Grâce à la Terre et la signature chimique de son atmosphère, nous serons peut-être capables de trouver de la vie sur d’autres planètes

Une équipe de scientifiques rapporte une découverte inédite sur la quantité d’azote atmosphérique de la Terre. Comparé à d’autres éléments clés de la vie tels que l’oxygène, l’hydrogène et le carbone, l’azote moléculaire est très stable. Cela implique que les chercheurs pourraient être aptes à trouver l’existence de formes de vies extraterrestres grâce à cette nouvelle donnée.

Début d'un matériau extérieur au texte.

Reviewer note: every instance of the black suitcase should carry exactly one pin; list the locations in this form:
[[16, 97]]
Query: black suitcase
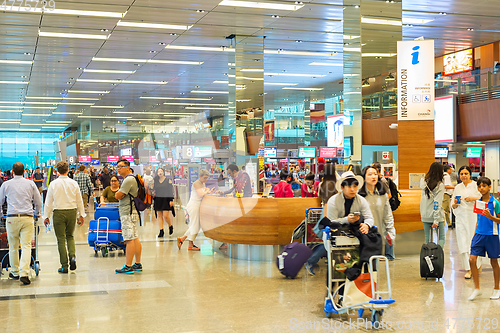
[[293, 257], [431, 260]]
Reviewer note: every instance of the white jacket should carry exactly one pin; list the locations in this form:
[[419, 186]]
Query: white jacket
[[429, 213], [335, 209]]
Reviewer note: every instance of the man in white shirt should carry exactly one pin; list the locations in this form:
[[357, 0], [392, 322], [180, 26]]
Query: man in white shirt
[[65, 201], [448, 192]]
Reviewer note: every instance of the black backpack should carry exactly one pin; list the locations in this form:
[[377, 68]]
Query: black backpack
[[394, 200]]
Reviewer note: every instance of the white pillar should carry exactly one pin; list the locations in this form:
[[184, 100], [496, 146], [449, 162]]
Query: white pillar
[[492, 163]]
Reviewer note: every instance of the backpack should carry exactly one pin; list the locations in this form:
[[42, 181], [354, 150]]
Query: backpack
[[143, 199], [394, 200]]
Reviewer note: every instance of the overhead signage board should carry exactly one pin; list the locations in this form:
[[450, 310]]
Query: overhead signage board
[[270, 152], [328, 152], [307, 152], [416, 80]]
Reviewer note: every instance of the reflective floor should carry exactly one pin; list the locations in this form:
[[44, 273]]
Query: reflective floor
[[182, 291]]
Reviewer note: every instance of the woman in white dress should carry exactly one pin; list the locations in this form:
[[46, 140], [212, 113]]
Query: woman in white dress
[[466, 219], [198, 191]]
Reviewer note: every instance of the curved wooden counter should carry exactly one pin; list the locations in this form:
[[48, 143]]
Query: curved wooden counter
[[253, 221]]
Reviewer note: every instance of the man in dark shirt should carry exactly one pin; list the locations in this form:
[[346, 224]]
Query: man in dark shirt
[[105, 178], [242, 183]]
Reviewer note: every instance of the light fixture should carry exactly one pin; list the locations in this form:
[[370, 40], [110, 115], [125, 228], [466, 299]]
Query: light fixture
[[262, 5], [18, 62], [284, 52], [14, 82], [370, 20], [307, 89], [177, 98], [107, 71], [88, 91], [153, 25], [209, 92], [69, 35], [200, 48]]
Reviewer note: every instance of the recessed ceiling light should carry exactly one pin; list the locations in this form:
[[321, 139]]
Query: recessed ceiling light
[[69, 35], [153, 25]]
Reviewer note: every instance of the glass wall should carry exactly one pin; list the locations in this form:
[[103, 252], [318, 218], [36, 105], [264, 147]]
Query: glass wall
[[22, 147]]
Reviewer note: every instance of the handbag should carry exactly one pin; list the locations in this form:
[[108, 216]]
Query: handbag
[[360, 290]]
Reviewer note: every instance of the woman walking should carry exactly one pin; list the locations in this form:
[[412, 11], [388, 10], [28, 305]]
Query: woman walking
[[374, 192], [164, 201], [431, 202], [198, 191], [463, 199]]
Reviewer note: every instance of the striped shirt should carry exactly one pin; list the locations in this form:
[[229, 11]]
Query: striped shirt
[[84, 183]]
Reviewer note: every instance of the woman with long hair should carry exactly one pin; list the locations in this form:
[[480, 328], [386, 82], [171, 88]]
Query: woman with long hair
[[164, 200], [431, 202], [198, 191], [374, 192], [464, 196]]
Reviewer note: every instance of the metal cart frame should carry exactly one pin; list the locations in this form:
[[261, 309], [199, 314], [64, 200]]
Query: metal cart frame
[[377, 304]]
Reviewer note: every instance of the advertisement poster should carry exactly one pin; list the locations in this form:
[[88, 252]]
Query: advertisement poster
[[416, 80]]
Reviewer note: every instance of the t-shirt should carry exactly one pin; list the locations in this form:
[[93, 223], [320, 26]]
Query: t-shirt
[[129, 186], [109, 194], [105, 179], [485, 226]]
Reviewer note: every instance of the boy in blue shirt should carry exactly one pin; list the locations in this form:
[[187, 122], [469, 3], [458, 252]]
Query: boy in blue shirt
[[486, 238]]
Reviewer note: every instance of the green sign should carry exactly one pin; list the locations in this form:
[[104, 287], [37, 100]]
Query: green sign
[[307, 152]]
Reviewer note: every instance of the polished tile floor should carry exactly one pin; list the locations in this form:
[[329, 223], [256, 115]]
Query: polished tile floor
[[181, 291]]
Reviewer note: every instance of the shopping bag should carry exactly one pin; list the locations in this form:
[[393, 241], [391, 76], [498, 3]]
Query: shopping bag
[[359, 290]]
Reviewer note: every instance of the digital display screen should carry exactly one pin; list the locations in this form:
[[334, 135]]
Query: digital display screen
[[335, 132], [457, 62], [441, 152]]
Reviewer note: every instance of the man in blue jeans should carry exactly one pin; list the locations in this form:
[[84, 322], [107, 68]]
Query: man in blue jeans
[[341, 208]]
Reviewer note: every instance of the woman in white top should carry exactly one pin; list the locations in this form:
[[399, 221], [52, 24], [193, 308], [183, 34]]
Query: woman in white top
[[198, 191], [463, 199]]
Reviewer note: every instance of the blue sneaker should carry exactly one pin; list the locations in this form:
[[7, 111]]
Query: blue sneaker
[[309, 269], [125, 270], [137, 267]]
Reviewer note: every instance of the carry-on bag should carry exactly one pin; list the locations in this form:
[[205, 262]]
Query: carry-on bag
[[293, 257], [431, 259]]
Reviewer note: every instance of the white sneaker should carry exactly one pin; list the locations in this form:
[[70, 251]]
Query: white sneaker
[[496, 294], [475, 293]]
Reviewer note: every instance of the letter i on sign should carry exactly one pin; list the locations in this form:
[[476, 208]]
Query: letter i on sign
[[414, 59]]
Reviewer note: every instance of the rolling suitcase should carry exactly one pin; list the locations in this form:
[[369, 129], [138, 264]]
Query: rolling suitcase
[[111, 212], [293, 257], [431, 260]]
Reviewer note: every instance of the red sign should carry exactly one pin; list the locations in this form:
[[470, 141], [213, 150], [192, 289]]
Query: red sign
[[328, 152], [84, 159]]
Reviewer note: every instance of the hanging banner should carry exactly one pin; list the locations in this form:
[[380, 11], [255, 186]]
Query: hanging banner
[[416, 80]]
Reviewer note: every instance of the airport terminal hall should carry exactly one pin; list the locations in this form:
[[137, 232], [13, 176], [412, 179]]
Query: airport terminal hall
[[249, 166]]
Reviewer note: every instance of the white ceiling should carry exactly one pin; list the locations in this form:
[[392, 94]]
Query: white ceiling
[[316, 27]]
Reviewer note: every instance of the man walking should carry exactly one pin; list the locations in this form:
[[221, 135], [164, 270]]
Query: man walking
[[21, 194], [129, 217], [38, 179], [64, 200], [85, 184]]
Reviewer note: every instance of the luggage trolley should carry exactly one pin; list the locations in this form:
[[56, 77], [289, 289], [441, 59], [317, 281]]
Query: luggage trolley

Selon les chercheurs, l’atmosphère de la Terre diffère des atmosphères de la plupart des autres planètes rocheuses et des lunes du système solaire. En ce sens, elle est riche en azote gazeux, ou N2. Cette différence dans la quantité d’azote dans l’atmosphère terrestre confère une empreinte unique à notre planète.

Sauver Terre

Avec ces nouveaux paramètres, et grâce à l’utilisation de matériel de pointes à la disposition des chercheurs, il sera maintenant possible d’identifier les planètes aptes à abriter la vie.

Le 15N15N, une signature d’azote unique à la Terre

La majorité des molécules d’azote ont une masse atomique de 14. Moins de 1% de l’azote a un neutron supplémentaire. Bien que cet isotope lourd, l’azote-15, soit rare, les molécules N2 qui contiennent deux azote-15, que les chimistes appellent 15N15N, sont les plus rares de toutes les molécules N2.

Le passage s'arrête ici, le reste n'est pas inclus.